Dans ce DNSAP (diplôme national supérieur d’arts plastiques), loin des Pyrénées m’était venu le besoin de recomposer, au coeur de la ville, un environnement calme, géomorphique, mais également culturel. Plusieurs niveaux de lectures se déployaient alors dans l’espace de l’atelier Kawamata, comme ceux que l’on peut lire sur un paysage où se superposent une histoire géologique plurimillénaire, une histoire humaine ayant laissé sa visible empreinte, et une histoire locale peut-être moins sensible mais diffusant partout, de façon mystérieuse et puissante, l’esprit du lieu.
À l’aire de l’Anthropocène, en art comme en architecture, il m’apparaît crucial de mettre en lumière l’unicité et la fragilité des milieux rencontrés tout du long de cette côte basque espagnole, menacés directement et indirectement par l’Homme.
Comme l’explique Alain Freytet dans son intervention « La beauté du paysage par la sobriété du projet » lors de la conférence Expérience(s) de paysage, l’homme n’est pas « l’ennemi » ou devrait ne pas se mélanger avec ces milieux ; il en fait au contraire partie mais se doit de les arpenter de manière respectueuse ; que son passage ne laisse comme empreinte qu’un chemin de marche comme pourraient en laisser les moutons ou les pottoks (race de poneys vivant principalement à l’ouest du Pays basque, dans les Pyrénées).
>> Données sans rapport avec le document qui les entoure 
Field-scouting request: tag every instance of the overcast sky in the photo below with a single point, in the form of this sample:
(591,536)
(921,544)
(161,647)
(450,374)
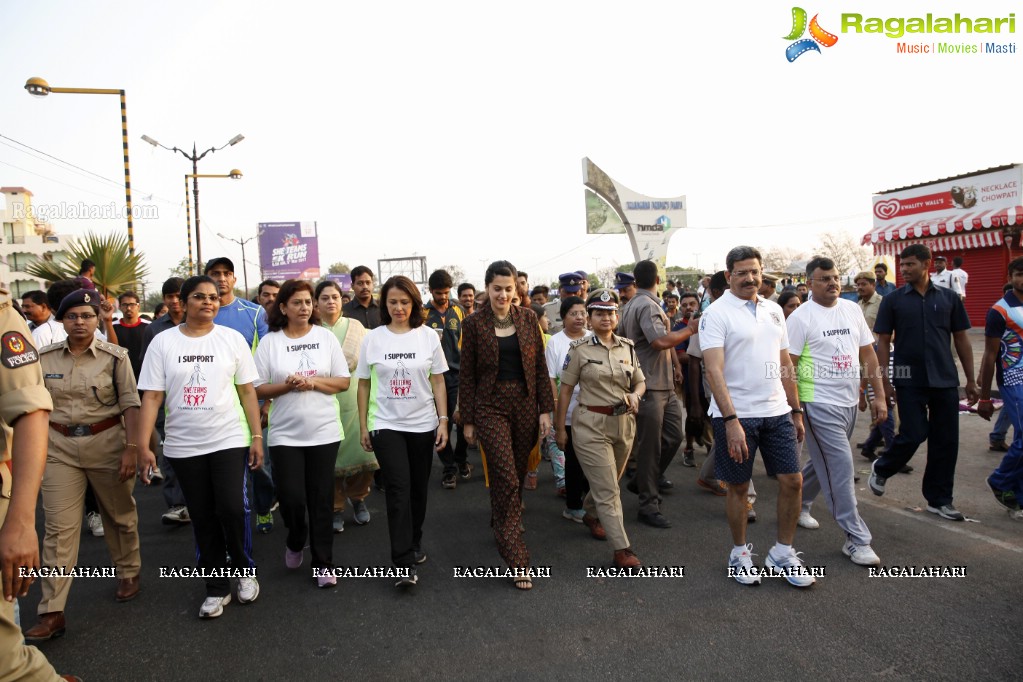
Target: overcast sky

Bien d’autres formations géologiques sont à découvrir le long de cette marche. Toutes nous rappellent à la modestie, nous montrant à quel point nous ne sommes que de passage sur ces terres dont l’histoire se compte en million d’années, échelle de temps qui nous dépasse totalement. Elles nous remettent à notre place et nous sensibilisent à tous ces milieux que nous foulons.
CARTE LOMBARDIENNE
Liens et contexte
Afin de clarifier mon approche de ces sites et de leur complexité dans le temps mais aussi dans ses problématiques, j’ai dressé un schéma démêlant tous ces aspects. Je me suis inspiré pour cela des œuvres de Mark Lombardi (1951-2000), artiste contemporain américain qui s’était appliqué à exposer au grand jour les réseaux relationnels complexes – et bien souvent suspects – des industriels, financiers et personnalités politiques. Cette simple compilation d’informations, qui par ailleurs étaient toutes accessibles, rendit ces liens si clairs qu’elle mit dans la gêne certaines grandes familles de ce monde et valut à l’artiste une perquisition du FBI.
« Flyschs »,
Zumaia kostaldeko bidea (Route côtière de Zumaia en basque) - Parc national, Guipuscoa,
Photo personnelle,
2022
« Pirenaica »,
Vaches de la race Pirenaica, originaire du Sud du pays-basque,
Igeldo, Guipuscoa,
Photo personnelle,
2022
INTRODUCTION
DU PALÉOCÈNE À L'ANTHROPOCÈNE – PROMENADE SUR LE FIL D'ARIANE (1)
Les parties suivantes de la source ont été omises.